Monarch ist die geheime, aber staatliche Institution die MUTOs untersucht, Massive Unidentified Terrestrial Organisms. Godzilla war wohl einer der ersten entdeckten MUTOs. In den 1950er ist die Forschung noch nicht sonderlich weit fortgeschritten. Da sind die junge Version des Forschers Bill Randa und seine zukünftige Angetraute, die Wissenschaftlerin Keiko Miura. An ihrer Seite kämpft sich Lee Shaw von der U.S. Army durch das Monstertreiben, der unbestreitbare Geniestreich der Serie. Vater und Sohn Wyatt und Kurt Russell spielen denselben Charakter in den verschiedenen Zeitlinien.
Der Coup der Serie ist allerdings mehr sentimentaler Natur. Selbst wenn sich Wyatt als angehende Schlüsselfigur sehr überzeugend schlägt und auch über das notwendige Charisma eines 50er Jahre-Heroen verfügt, bleibt er im Schatten der übermächtig scheinenden Präsenz von Kurt. Doch auf die Dramaturgie hat das nur marginalen Einfluss, da sich beide ohnehin keine Bildschirmzeit teilen. Gesichert ist, dass jeder für sich ein Gewinn für die Serie ist. Denn allgemein verlässt sich MONARCH leider auf die obligatorischen Konstellationen und Figurenzeichnungen vertrauter Action-Abenteuer.
Bill ist der liebenswerte Enthusiast, Keiko die Powerfrau, die ihrer Zeit voraus ist, und Lee gibt den überlegenen Draufgänger der typischerweise unbedarft in die monströsen Ereignisse hineingezogen wird. Über fünfzig Jahre später gibt es die unbedarfte und überforderte Cate, die sich mit dem besonnen Pragmatiker Kentaro und dem selbstgerechten und spaßbefreiten Universalgenie May zusammenraufen muss.
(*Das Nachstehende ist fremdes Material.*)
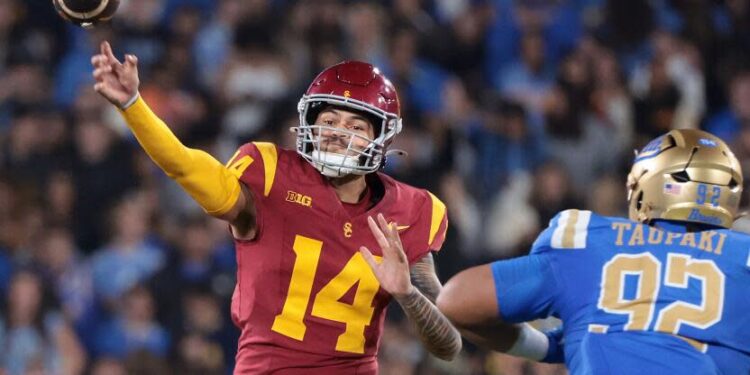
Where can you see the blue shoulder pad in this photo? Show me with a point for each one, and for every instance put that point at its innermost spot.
(567, 230)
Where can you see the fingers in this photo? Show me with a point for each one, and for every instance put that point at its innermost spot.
(107, 51)
(369, 258)
(379, 236)
(131, 61)
(101, 71)
(390, 230)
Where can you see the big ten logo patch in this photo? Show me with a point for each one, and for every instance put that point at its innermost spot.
(293, 196)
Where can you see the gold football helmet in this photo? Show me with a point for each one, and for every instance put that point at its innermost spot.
(686, 175)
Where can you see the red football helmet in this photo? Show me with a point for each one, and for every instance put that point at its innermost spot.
(358, 86)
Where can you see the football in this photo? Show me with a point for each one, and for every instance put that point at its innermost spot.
(86, 13)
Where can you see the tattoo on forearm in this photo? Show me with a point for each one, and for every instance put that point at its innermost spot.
(437, 333)
(435, 330)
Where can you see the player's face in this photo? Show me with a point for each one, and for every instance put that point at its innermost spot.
(353, 122)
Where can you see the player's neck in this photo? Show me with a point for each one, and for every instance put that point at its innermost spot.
(349, 188)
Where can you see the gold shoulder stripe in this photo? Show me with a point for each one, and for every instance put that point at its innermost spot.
(270, 162)
(571, 230)
(438, 212)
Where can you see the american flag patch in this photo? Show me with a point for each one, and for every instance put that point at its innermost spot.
(673, 189)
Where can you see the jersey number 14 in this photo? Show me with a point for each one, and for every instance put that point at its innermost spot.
(357, 315)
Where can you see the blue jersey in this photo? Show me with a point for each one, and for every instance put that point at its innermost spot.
(634, 298)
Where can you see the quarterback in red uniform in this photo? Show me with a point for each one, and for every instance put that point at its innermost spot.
(324, 240)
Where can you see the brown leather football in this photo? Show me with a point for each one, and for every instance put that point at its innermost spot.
(86, 13)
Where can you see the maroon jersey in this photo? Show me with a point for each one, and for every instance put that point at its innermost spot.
(306, 300)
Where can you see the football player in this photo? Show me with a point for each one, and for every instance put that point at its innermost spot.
(323, 239)
(665, 292)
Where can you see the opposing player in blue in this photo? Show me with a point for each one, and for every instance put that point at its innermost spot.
(666, 292)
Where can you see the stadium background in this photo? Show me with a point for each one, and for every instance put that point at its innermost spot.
(513, 110)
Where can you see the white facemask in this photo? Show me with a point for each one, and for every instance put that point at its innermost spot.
(335, 165)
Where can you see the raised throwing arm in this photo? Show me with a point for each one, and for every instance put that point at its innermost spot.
(211, 184)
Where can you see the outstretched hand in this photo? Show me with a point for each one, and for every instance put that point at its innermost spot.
(393, 270)
(116, 81)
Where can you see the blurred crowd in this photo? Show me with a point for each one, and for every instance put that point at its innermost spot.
(513, 111)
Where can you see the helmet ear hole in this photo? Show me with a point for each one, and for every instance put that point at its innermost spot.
(681, 176)
(733, 183)
(639, 200)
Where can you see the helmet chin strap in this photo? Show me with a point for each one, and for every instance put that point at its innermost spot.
(331, 164)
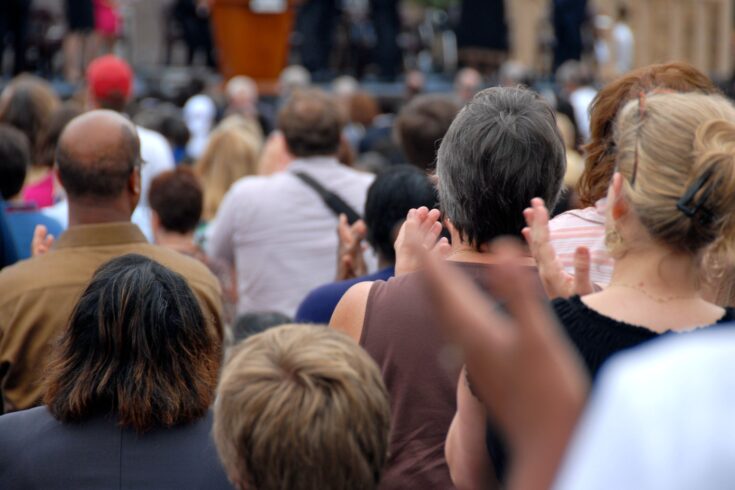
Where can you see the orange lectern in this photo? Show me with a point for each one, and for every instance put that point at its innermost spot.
(251, 43)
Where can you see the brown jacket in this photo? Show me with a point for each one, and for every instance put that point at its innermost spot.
(37, 297)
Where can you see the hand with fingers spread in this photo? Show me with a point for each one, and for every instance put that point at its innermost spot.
(274, 157)
(350, 258)
(421, 229)
(42, 241)
(520, 364)
(557, 282)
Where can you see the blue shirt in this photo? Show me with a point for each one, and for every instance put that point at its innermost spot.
(320, 303)
(22, 221)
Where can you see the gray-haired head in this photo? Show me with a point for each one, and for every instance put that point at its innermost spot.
(502, 150)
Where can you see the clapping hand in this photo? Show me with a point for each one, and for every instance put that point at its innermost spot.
(557, 282)
(520, 364)
(421, 229)
(350, 258)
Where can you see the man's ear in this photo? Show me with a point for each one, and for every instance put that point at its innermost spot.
(618, 204)
(134, 187)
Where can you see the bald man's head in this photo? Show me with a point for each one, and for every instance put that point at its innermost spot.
(96, 154)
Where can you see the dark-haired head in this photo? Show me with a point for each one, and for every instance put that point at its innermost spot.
(502, 150)
(136, 347)
(27, 103)
(421, 125)
(97, 156)
(393, 193)
(311, 124)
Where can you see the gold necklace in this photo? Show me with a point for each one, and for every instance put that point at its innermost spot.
(653, 297)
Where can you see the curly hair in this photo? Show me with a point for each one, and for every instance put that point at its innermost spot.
(600, 151)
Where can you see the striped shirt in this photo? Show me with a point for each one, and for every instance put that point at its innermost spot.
(583, 228)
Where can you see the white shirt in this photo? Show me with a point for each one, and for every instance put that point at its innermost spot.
(580, 100)
(280, 235)
(624, 47)
(157, 158)
(661, 417)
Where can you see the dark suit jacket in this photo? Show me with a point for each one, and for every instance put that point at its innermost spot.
(39, 452)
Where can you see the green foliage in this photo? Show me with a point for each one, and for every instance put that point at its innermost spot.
(438, 4)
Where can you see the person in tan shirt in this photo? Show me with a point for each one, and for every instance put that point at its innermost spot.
(98, 160)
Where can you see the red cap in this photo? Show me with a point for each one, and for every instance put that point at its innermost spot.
(109, 76)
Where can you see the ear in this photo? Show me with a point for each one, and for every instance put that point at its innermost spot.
(134, 187)
(155, 222)
(616, 200)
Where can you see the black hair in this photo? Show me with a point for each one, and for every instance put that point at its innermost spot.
(392, 194)
(177, 198)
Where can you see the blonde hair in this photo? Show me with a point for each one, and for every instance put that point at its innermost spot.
(302, 407)
(679, 141)
(231, 153)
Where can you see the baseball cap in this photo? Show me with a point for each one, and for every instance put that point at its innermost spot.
(109, 76)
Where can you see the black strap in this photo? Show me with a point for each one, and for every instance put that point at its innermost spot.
(332, 200)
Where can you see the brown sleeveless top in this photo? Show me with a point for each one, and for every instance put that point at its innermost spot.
(401, 333)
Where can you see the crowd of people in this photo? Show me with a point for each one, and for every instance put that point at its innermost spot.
(492, 288)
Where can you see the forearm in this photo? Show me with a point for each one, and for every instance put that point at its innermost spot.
(466, 452)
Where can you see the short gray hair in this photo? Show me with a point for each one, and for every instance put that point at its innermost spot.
(502, 150)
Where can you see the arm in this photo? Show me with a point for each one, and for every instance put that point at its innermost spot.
(349, 314)
(220, 243)
(469, 463)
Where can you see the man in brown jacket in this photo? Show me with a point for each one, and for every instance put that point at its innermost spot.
(98, 159)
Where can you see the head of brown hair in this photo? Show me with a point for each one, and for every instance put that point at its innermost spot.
(137, 348)
(363, 108)
(311, 123)
(600, 151)
(302, 407)
(28, 103)
(421, 125)
(176, 198)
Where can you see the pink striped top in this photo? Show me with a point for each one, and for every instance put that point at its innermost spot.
(583, 227)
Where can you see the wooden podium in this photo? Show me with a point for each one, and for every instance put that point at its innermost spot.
(250, 43)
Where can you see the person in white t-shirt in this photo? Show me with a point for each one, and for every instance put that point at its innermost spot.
(276, 230)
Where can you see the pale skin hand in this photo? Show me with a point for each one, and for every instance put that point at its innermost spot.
(522, 367)
(557, 282)
(465, 448)
(350, 253)
(42, 241)
(421, 227)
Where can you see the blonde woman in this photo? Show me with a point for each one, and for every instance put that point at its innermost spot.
(231, 153)
(671, 202)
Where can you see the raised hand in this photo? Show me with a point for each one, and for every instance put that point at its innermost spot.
(520, 365)
(557, 282)
(41, 242)
(350, 258)
(421, 229)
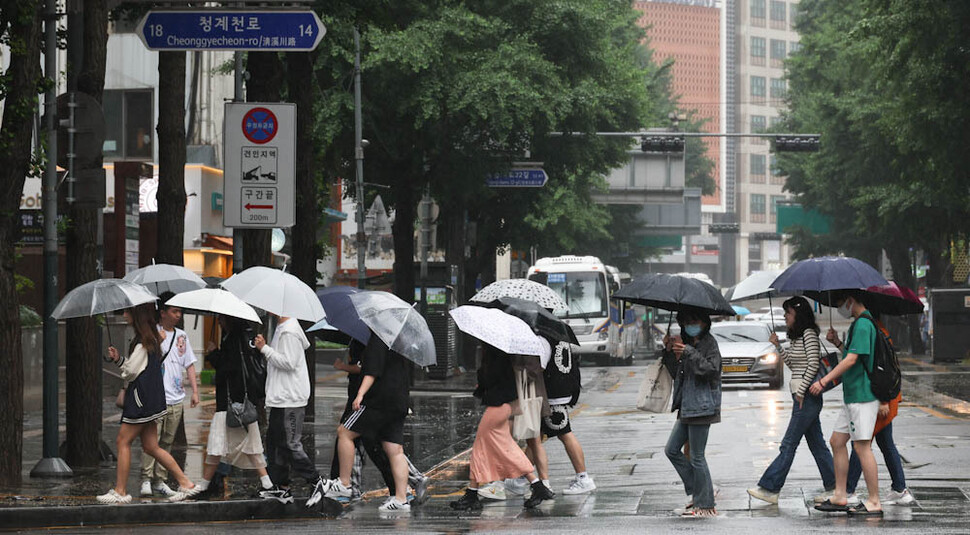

Gegenüber stehen die üblichen skurrilen Typen, die mit zweifelhaften Absichten den Weg der Helden vereiteln möchten. Die Macher bieten also nichts Neues unter dem Mainstream-Himmel.
Letztendlich ist es das Gesamtpaket, welches MONARCH: LEGACY OF MONSTERS zu einem unterhaltsamen Vergnügen macht. Die Auftritte der monströsen Stars sind etwas rar, aber wohldosiert. Eine Serie verpflichtet schließlich auch zu schlüssigem Erzählen mit interessanter Charakterentwicklung. So befremdlich wie Green-Screen-John-Goodman zu Anfang wird es danach nicht mehr. Die visuellen Effekte erreichen nicht ganz Leinwandniveau, aber sie überzeugen am 65-Zöller. Die Größenverhältnisse zu Mensch und Umgebung sind hervorragend getroffen, und Masse wie Dimension der Titanen wird absolut deutlich.
Sehr merkwürdig muten die unterschiedlichen Bildformate an, wo alt getrimmte Aufnahmen auf voller Bildschirmhöhe mit dem Seitenverhältnis 1,33:1 wesentlich wuchtiger wirken, als das mit Balken versehene 2,1:1 Standardmaterial. Visuell lenkt das immer etwas ab, und wirkt auch unverständlich, weil die Kameraleute mit dem Cinemascope-Format eine richtig einnehmende Atmosphäre mit fabelhaften Bildkomposition erzeugen. Allerdings nutzt man die alten Aufnahmen sehr raffiniert um wieder Momente aus den zurückliegenden Kinofilmen in Erinnerung zu rufen.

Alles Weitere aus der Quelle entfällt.